Front Neurol. 2020 Jul 23;11:660. doi: 10.3389/fneur.2020.00660. eCollection 2020.
Muscle-specific tyrosine kinase (MuSK) myasthenia gravis (MG) is a rare, frequently more severe, subtype of MG with different pathogenesis, and peculiar clinical features. The prevalence varies among countries and ethnic groups, affecting 5-8% of all MG patients. MuSK-MG usually has an acute onset affecting mainly the facial-bulbar muscles. The symptoms usually progress rapidly, within a few weeks. Early respiratory crises are frequent. The disease may lead to generalized muscle weakness up to muscle atrophy. The main bulbar involvement, the absence of significant thymus alterations, and the association with HLA class II DR14, DR16, and DQ5 alleles have been confirmed. Atypical onset, such as ocular involvement, lack of symptom fluctuations, acetylcholinesterase inhibitors failure, and negative results of electrophysiologic testing, if not specifically performed in the mainly involved muscle groups, makes MuSK-MG diagnosis challenging. In most cases, steroids are effective. Conventional immunosuppressants are not commonly able to replace steroids in maintaining a satisfactory long-term control of symptoms. However, the majority of MuSK-MG patients are refractory to treatment. In these cases, the use of rituximab showed promising results, resulting in sustained symptom control.

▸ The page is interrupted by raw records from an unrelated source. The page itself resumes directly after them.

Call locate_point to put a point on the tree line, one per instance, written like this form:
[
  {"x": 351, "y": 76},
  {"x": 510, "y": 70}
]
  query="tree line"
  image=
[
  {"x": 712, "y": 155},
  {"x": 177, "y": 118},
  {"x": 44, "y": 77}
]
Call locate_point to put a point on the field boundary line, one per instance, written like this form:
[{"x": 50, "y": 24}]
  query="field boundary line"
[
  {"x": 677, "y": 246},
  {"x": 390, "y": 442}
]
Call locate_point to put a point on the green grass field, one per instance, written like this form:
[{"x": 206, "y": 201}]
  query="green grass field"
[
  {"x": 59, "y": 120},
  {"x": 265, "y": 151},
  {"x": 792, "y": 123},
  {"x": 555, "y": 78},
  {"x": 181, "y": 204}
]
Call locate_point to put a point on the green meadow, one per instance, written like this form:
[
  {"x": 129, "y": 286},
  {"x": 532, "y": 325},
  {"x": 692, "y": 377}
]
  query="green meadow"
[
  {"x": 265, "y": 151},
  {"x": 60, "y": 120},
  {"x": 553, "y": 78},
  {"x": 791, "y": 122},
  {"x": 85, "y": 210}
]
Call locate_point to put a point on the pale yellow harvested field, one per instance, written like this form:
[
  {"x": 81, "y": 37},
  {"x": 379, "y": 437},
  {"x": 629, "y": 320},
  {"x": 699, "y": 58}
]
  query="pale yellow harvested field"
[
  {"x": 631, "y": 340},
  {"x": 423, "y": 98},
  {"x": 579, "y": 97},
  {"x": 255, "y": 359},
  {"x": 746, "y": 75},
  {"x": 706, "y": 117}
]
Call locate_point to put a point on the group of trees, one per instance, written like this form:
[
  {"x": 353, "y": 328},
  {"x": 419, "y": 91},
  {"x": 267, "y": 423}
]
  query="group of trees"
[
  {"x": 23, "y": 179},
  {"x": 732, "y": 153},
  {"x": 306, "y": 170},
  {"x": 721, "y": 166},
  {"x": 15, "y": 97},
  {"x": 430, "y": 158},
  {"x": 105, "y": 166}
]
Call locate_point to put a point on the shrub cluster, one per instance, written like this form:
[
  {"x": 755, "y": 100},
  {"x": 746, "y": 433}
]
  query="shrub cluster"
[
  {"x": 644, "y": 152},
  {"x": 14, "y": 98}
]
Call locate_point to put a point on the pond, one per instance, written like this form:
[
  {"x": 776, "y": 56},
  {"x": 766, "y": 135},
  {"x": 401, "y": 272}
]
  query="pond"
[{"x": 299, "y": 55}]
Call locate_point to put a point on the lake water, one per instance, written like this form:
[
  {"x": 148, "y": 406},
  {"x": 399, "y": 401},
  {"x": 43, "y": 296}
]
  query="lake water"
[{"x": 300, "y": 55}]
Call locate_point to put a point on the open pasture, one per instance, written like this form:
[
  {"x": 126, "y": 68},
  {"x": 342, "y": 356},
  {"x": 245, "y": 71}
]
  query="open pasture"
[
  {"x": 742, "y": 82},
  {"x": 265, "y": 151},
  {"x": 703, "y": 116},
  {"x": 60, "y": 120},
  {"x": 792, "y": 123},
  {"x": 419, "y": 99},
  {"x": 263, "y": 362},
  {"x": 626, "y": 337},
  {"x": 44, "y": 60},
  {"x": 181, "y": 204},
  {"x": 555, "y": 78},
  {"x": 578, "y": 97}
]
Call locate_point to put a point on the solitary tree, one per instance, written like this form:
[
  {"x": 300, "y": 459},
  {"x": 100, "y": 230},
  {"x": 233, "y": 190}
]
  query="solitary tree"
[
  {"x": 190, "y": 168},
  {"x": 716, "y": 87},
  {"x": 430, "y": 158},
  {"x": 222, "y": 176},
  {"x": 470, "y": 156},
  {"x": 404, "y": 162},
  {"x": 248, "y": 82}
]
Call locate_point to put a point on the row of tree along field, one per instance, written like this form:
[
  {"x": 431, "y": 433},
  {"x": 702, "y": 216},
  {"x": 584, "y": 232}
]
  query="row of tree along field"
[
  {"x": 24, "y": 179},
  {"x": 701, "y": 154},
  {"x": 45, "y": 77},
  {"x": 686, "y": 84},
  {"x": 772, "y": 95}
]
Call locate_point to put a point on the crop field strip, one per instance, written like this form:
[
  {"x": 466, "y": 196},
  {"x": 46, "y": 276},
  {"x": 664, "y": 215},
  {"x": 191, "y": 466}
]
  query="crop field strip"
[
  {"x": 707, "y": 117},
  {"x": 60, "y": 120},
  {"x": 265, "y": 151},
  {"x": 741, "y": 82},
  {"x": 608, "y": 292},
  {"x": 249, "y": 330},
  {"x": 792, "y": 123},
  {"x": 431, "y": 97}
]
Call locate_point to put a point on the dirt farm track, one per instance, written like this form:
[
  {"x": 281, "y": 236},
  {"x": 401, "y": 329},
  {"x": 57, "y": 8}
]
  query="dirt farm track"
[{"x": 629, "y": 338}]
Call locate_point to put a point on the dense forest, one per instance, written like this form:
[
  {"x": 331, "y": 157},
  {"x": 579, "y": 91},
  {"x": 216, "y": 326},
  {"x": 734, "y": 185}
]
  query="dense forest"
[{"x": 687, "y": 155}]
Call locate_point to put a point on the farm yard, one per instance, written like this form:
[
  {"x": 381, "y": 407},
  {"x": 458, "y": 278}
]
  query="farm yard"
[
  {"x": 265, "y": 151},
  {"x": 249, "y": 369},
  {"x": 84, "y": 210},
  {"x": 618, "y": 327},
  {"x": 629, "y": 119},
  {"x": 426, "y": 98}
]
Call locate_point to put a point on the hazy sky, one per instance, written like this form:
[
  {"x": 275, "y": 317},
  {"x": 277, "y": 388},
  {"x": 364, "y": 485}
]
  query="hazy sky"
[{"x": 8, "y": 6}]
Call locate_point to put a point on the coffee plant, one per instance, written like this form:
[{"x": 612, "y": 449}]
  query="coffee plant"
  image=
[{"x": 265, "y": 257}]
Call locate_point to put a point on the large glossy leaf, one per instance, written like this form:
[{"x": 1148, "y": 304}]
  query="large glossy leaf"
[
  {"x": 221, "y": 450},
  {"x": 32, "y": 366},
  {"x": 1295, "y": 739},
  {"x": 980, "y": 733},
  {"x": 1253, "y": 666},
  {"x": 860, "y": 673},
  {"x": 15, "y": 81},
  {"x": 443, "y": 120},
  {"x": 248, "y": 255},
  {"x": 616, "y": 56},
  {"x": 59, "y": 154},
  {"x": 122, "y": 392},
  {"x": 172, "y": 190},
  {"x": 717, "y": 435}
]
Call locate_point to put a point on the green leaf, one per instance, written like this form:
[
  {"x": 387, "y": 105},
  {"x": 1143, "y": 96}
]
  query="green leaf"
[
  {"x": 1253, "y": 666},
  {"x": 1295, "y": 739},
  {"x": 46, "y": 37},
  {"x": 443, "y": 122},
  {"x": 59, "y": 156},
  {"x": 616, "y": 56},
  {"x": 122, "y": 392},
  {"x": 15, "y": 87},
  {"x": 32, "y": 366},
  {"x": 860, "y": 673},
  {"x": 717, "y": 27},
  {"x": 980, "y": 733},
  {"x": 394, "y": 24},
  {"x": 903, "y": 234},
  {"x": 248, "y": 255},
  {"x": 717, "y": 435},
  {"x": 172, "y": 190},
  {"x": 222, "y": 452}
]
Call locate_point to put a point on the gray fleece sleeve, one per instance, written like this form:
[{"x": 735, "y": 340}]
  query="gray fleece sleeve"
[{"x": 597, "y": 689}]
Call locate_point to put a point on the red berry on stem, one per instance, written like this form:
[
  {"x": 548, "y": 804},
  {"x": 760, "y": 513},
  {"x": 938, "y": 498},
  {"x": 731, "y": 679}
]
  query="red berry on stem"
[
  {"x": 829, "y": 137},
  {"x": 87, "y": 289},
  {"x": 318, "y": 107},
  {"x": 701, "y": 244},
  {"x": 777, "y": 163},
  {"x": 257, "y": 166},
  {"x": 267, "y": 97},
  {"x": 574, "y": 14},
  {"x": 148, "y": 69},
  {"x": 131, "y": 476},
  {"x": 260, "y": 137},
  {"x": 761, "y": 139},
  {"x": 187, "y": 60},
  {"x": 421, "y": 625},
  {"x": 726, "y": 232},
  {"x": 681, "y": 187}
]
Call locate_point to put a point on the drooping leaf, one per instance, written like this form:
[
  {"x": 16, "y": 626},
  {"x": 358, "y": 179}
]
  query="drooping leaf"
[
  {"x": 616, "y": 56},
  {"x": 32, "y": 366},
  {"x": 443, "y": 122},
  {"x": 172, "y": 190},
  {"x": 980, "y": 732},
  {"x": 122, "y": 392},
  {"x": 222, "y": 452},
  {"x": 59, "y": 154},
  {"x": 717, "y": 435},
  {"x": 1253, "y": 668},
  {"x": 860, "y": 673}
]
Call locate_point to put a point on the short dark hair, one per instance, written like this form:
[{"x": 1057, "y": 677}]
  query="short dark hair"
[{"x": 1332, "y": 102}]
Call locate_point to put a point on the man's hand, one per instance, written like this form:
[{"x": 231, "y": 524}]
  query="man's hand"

肌肉特异性酪氨酸激酶(MuSK)重症肌无力(MG)是MG的一种罕见的、通常更为严重的亚型,其发病机制不同,临床特征独特。患病率在不同国家和种族群体中有所差异,占所有MG患者的5 - 8%。MuSK - MG通常急性起病,主要影响面-延髓肌。症状通常在几周内迅速进展。早期呼吸危机很常见。该疾病可能导致全身肌肉无力直至肌肉萎缩。主要的延髓受累、无明显胸腺改变以及与人类白细胞抗原(HLA)II类DR14、DR16和DQ5等位基因的关联已得到证实。非典型起病,如眼部受累、症状无波动、乙酰胆碱酯酶抑制剂治疗无效以及电生理检查结果阴性(如果未在主要受累肌群中专门进行),使得MuSK - MG的诊断具有挑战性。在大多数情况下,类固醇是有效的。传统免疫抑制剂通常无法在维持症状长期满意控制方面替代类固醇。然而,大多数MuSK - MG患者对治疗难治。在这些情况下,使用利妥昔单抗显示出有前景的结果,可实现症状的持续控制。